Murkowski made the announcement after inviting members of the media to photograph the event without officially revealing its nature.
However, the Anchorage Daily News reported that Murkowski campaign staff member Bonnie Jack sent out an e-mail asking people to "join us at the Kick-off of Senator Lisa's campaign" and "write in her name in and fill in the oval" on Election Day.
"We plan to make history!" the invitation read, according to the newspaper.
The Anchorage Daily News also cited a Facebook post from Murkowski's cousin, Mary Gore: "My cousin will announce at 5:00 today that she will run as a write-in candidate for US Senate. GO LISA GO! ... Come be a part of history AND learn how to spell her last name correctly for the ballot!"
Republican insiders blamed Murkowski's loss on her not taking Miller's threat seriously enough. One Republican strategist said that Murkowski's campaign was advised 10 weeks ago to use her huge monetary funds to attack Miller, but did not heed the advice, to her peril.
Instead, she targeted President Obama and touted her work in helping Alaskans. It was only on Aug. 23 -- a day before the elections -- that she finally went up with a negative radio ad against Miller. At that point, it was too late.
"I will be the first one to admit to you that we made some mistakes," she told her supporters Friday. "When he swung, I didn't swing back."
Her write-in campaign will be different, she insisted.
"The gloves are off," she said. "I'm fighting for Alaska. We're in."
Miller, once a virtual unknown, was propelled by an aggressive campaign attacking Murkowski's voting record in Washington and high-profile endorsements from former Arkansas Gov. Mike Huckabee, former Alaska Gov. Sarah Palin and the California-based Tea Party Express.
Murkowski also took a beating for being too soft on abortion, a hot-button issue among conservatives. Miller's campaign accused the incumbent senator of not being pro-life. But Murkowski didn't fight back until very late or make any of the issues a focal point of her campaign, giving her opponents free rein on what they could say.
Perhaps another political shift that Murkowski didn't see coming was the power of Palin's endorsement and the Tea Party's influence, one that, many say, helped change the course of the race.

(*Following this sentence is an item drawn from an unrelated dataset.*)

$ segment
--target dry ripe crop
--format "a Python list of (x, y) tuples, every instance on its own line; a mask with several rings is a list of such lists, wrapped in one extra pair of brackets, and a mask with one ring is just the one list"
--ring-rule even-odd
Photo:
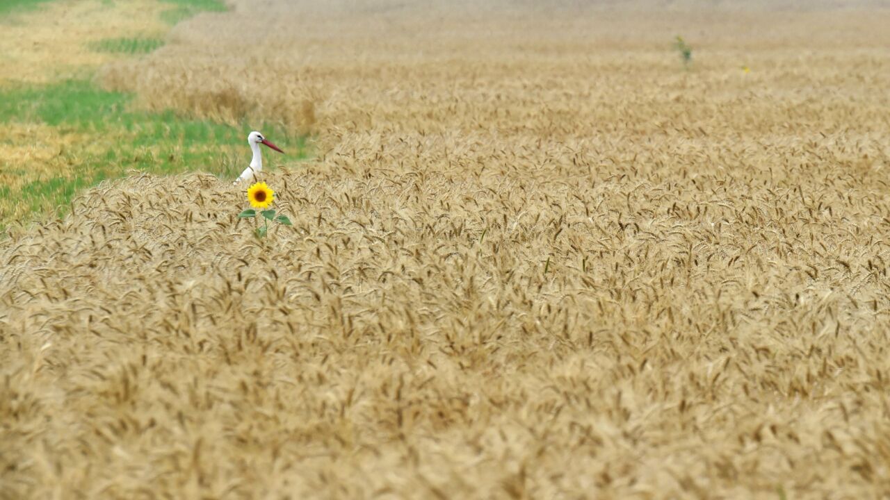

Unlike some of her "mama grizzlies," Palin remained behind the scenes in Miller's campaign. She didn't appear in any TV ads or at rallies for him, and only recorded one robocall toward the end.
But it was Palin, Republican insiders said, who helped pull the purse strings. Her political action committee gave $5,000 to Miller's campaign and helped with getting the Tea Party Express to bankroll much of it.
It's unusual for national money to pour into Alaska for midterm elections except for an incumbent. But Palin changed that game.
Palin's quiet emergence in the Senate race was a testament to the long-standing feud between the two families. Palin was one of a handful of candidates Murkowski's father, Frank, had picked to replace him in the U.S. Senate when he became governor in 2002. In the end, however, he ended up choosing his daughter, Lisa, despite allegations of nepotism.
Palin beat Frank Murkowski in the 2006 gubernatorial race as his ratings tanked.
The cold relationship between Murkowski and Palin is widely documented. Murkowski took a stab at Palin for stepping down as governor, and assailed the former veep candidate for being out "for her own self-interest" and not "Alaska's interest."
Palin, meanwhile, targeted the family dynasty in her robocall for Miller.